# Part 3: Fine-tuning DistilBERT for Fake News Detection

In this notebook, I'll build on our previous exploratory data analysis and feature engineering work to fine-tune a DistilBERT model for fake news detection. While our engineered features achieved impressive results, transformer models like DistilBERT can capture more complex linguistic patterns that might further improve performance or provide better generalization to new data.

## 1. Setup and Library Installation

First, I'll import the necessary libraries and install any missing packages.

In [None]:
# Install required packages
!pip install transformers datasets torch evaluate scikit-learn

In [None]:
# Import necessary libraries
import numpy as np
import pandas as pd
import torch
from torch.utils.data import Dataset, DataLoader
from transformers import DistilBertTokenizer, DistilBertForSequenceClassification
from transformers import Trainer, TrainingArguments
from transformers import EarlyStoppingCallback
from datasets import Dataset as HFDataset
import evaluate
from sklearn.metrics import accuracy_score, precision_recall_fscore_support
import matplotlib.pyplot as plt
import seaborn as sns
import random
import time
import os
import warnings
warnings.filterwarnings('ignore')

# Set random seeds for reproducibility
seed = 42
random.seed(seed)
np.random.seed(seed)
torch.manual_seed(seed)
if torch.cuda.is_available():
    torch.cuda.manual_seed_all(seed)

# Check if GPU is available
device = torch.device("cuda" if torch.cuda.is_available() else "cpu")
print(f"Using device: {device}")

## 2. Load and Prepare the Dataset

I'll load the preprocessed datasets from our previous work.

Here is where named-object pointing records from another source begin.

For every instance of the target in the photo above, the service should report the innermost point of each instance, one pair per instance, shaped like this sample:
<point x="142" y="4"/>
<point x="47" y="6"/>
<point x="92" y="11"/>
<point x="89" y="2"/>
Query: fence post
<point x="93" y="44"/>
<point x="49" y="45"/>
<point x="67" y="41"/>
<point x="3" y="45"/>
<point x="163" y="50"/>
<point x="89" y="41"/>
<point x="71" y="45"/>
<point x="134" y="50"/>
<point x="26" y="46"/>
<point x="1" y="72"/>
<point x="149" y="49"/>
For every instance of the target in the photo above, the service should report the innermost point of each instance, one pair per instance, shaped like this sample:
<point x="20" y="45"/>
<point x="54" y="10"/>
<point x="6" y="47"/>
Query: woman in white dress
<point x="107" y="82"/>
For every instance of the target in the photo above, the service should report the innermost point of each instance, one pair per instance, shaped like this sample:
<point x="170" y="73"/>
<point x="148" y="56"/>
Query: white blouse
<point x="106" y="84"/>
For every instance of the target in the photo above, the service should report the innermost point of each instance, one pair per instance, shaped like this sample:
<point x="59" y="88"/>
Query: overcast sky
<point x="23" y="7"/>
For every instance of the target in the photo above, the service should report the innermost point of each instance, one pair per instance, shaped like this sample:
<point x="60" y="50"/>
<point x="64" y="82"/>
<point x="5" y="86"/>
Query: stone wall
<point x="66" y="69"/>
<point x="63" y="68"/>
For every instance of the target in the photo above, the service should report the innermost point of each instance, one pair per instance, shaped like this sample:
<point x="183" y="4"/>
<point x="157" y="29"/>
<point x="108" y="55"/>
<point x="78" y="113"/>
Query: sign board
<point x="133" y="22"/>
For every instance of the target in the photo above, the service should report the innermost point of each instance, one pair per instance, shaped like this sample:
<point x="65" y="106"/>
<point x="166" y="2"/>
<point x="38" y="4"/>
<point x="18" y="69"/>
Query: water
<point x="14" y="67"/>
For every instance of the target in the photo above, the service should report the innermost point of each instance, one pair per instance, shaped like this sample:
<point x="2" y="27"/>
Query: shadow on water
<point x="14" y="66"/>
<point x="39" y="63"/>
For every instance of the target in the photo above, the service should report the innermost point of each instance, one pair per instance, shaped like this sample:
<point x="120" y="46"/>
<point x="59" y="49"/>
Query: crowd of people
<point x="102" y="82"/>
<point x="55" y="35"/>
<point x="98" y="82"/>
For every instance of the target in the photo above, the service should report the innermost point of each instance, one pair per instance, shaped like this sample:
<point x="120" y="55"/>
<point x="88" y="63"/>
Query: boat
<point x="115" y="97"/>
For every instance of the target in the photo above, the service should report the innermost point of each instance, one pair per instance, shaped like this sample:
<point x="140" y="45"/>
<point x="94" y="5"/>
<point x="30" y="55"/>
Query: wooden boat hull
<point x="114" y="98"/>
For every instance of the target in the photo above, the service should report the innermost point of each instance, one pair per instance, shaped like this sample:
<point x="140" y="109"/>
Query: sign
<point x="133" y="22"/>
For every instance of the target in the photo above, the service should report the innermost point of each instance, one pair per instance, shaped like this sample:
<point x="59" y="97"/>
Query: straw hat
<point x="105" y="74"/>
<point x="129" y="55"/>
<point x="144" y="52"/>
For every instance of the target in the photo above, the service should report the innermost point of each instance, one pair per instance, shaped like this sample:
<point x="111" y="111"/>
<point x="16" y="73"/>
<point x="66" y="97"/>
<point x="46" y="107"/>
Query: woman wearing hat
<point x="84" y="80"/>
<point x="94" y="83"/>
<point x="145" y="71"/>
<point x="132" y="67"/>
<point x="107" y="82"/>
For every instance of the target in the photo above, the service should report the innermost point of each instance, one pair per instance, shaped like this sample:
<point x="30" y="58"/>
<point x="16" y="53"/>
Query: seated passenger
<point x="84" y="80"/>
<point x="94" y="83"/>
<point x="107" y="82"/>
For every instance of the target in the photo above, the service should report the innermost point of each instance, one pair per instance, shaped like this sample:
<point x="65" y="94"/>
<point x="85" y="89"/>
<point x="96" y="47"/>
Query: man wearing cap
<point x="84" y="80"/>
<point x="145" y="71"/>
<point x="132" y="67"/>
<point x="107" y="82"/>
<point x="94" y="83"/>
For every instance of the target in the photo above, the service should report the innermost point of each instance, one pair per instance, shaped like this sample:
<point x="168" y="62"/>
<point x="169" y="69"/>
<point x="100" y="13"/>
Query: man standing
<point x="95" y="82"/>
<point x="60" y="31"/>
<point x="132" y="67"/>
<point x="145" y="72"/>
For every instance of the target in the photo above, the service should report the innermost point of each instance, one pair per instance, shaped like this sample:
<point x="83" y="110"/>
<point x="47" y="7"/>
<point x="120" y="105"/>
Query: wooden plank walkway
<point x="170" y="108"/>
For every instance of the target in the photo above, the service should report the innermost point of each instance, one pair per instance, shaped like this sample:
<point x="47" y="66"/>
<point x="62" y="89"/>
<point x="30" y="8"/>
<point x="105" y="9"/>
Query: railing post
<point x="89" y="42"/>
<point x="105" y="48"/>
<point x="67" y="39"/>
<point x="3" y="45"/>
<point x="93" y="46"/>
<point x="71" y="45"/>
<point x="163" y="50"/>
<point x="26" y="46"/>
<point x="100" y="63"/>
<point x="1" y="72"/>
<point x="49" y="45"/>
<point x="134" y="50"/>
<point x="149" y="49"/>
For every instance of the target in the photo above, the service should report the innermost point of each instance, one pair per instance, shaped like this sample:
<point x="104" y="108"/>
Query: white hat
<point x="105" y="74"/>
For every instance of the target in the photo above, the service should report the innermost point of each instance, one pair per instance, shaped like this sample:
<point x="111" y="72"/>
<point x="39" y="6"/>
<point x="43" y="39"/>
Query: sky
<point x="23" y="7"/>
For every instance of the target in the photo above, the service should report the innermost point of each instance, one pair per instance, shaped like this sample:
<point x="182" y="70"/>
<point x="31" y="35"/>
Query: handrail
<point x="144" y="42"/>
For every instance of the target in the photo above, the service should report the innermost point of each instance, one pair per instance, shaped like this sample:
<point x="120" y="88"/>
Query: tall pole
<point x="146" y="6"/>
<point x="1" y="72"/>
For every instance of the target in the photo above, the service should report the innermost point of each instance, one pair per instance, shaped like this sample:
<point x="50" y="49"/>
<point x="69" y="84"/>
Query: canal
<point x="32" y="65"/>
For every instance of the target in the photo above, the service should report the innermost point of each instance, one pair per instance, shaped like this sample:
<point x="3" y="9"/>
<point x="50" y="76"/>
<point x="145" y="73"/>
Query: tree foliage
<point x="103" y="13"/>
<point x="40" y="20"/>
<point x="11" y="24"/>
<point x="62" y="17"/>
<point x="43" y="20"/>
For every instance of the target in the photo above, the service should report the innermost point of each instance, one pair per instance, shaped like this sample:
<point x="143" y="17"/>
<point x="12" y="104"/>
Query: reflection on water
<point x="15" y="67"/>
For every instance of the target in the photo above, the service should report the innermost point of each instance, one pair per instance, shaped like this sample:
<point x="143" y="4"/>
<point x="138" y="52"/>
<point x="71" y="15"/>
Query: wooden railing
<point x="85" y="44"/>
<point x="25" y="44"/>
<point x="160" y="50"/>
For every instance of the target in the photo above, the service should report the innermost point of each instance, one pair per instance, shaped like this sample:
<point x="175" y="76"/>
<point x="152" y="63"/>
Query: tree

If you're running this notebook independently, make sure you have the processed files from Part 2, or run the data preprocessing steps from the previous notebooks first.

In [None]:
# Load the preprocessed datasets
try:
    train_df = pd.read_csv('train_fake_news.csv')
    val_df = pd.read_csv('val_fake_news.csv') 
    test_df = pd.read_csv('test_fake_news.csv')
    
    print(f"Training set: {train_df.shape}")
    print(f"Validation set: {val_df.shape}")
    print(f"Test set: {test_df.shape}")
except FileNotFoundError:
    print("Preprocessed files not found. Please run the data preprocessing from Part 2 first.")

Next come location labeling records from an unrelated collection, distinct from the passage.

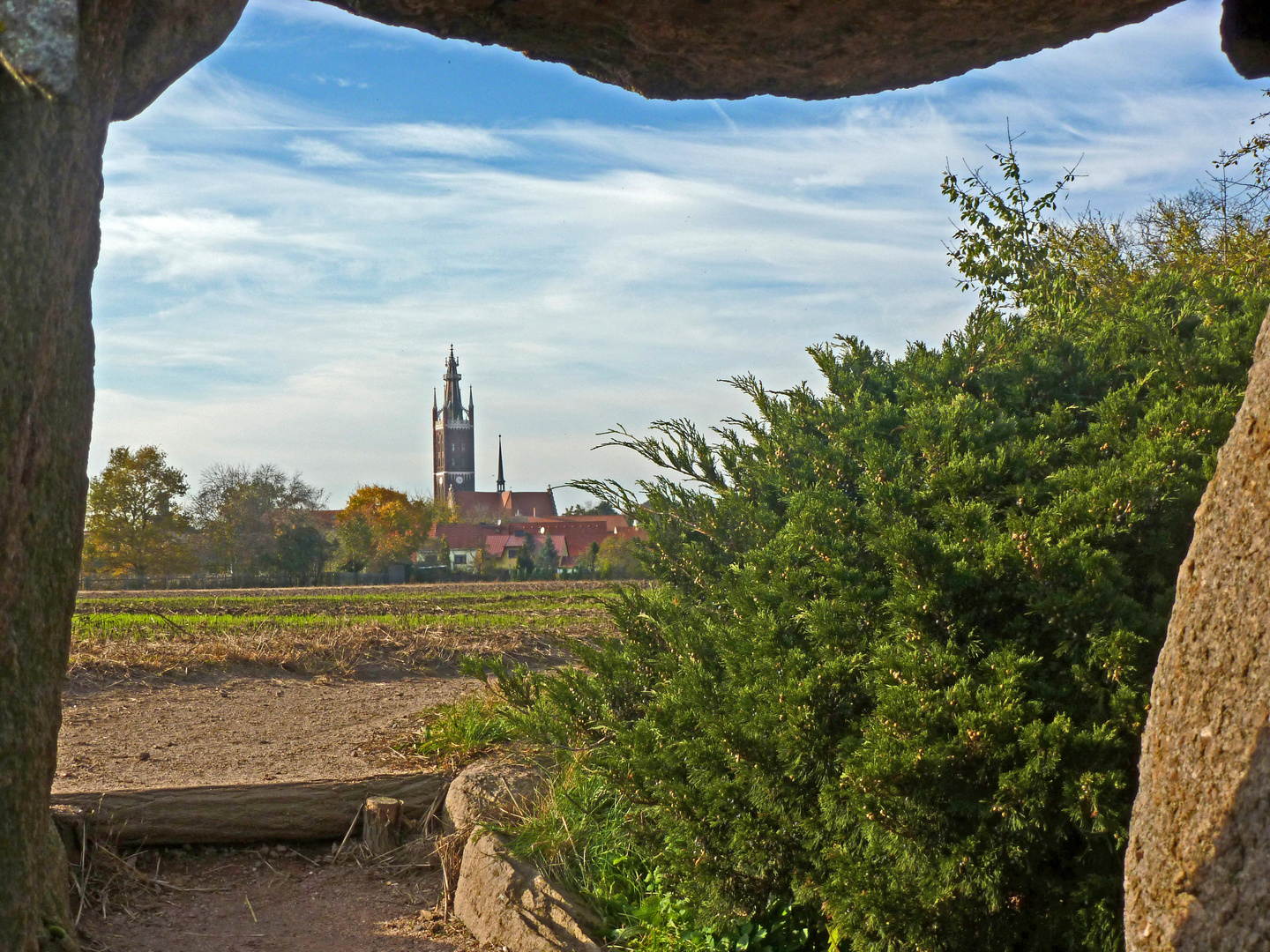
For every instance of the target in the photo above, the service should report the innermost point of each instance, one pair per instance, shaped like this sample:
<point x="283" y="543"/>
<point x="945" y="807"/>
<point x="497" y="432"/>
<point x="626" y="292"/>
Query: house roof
<point x="572" y="539"/>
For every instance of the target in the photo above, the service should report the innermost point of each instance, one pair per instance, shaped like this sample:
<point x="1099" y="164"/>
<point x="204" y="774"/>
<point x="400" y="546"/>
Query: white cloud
<point x="280" y="280"/>
<point x="438" y="138"/>
<point x="319" y="152"/>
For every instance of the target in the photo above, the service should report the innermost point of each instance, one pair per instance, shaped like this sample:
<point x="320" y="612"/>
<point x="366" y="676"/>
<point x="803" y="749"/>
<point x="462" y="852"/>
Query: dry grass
<point x="319" y="632"/>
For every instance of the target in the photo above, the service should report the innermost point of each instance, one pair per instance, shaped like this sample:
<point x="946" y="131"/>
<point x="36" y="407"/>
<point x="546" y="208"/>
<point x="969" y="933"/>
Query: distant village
<point x="499" y="532"/>
<point x="258" y="525"/>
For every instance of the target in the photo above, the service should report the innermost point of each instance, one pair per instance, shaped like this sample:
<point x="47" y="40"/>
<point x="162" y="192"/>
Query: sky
<point x="296" y="233"/>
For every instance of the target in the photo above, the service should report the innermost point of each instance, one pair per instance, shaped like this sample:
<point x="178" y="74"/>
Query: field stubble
<point x="335" y="632"/>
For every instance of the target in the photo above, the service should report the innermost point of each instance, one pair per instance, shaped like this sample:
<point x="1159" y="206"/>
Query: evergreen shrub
<point x="895" y="673"/>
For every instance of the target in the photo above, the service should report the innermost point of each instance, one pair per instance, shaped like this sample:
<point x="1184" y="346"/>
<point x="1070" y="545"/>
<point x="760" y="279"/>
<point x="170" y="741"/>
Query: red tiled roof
<point x="505" y="504"/>
<point x="459" y="534"/>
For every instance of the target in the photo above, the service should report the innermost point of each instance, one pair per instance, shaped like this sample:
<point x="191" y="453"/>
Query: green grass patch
<point x="460" y="733"/>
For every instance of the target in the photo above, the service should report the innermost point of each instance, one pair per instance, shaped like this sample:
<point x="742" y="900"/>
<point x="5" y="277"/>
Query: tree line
<point x="242" y="524"/>
<point x="889" y="693"/>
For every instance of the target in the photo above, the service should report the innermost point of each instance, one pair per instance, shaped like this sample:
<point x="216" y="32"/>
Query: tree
<point x="303" y="551"/>
<point x="525" y="562"/>
<point x="133" y="525"/>
<point x="240" y="513"/>
<point x="384" y="525"/>
<point x="589" y="557"/>
<point x="895" y="674"/>
<point x="619" y="559"/>
<point x="548" y="559"/>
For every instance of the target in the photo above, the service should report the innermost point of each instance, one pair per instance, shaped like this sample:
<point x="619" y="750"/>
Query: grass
<point x="319" y="631"/>
<point x="453" y="735"/>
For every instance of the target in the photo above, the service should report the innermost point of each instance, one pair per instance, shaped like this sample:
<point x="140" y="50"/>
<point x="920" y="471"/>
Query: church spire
<point x="452" y="405"/>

Let's examine the data format to ensure it's what we expect:

In [None]:
# Display sample data
print("Sample of training data:")
train_df.head(3)

Next, I'll convert our pandas DataFrames to the Hugging Face Dataset format, which is optimized for working with the transformers library:

In [None]:
# Function to convert pandas DataFrames to HuggingFace Datasets
def convert_to_hf_dataset(df):
    # For DistilBERT, we'll use both title and text
    df['text'] = df['title'] + " " + df['enhanced_cleaned_text']
    
    # Convert to HuggingFace Dataset format
    dataset = HFDataset.from_pandas(df[['text', 'label']])
    return dataset

# Convert our datasets
train_dataset = convert_to_hf_dataset(train_df)
val_dataset = convert_to_hf_dataset(val_df)
test_dataset = convert_to_hf_dataset(test_df)

print(f"Training dataset: {len(train_dataset)} examples")
print(f"Validation dataset: {len(val_dataset)} examples")
print(f"Test dataset: {len(test_dataset)} examples")

## 3. Prepare Tokenizer and Model

Now I'll set up the DistilBERT tokenizer and model:

In [None]:
# Initialize the DistilBERT tokenizer
tokenizer = DistilBertTokenizer.from_pretrained('distilbert-base-uncased')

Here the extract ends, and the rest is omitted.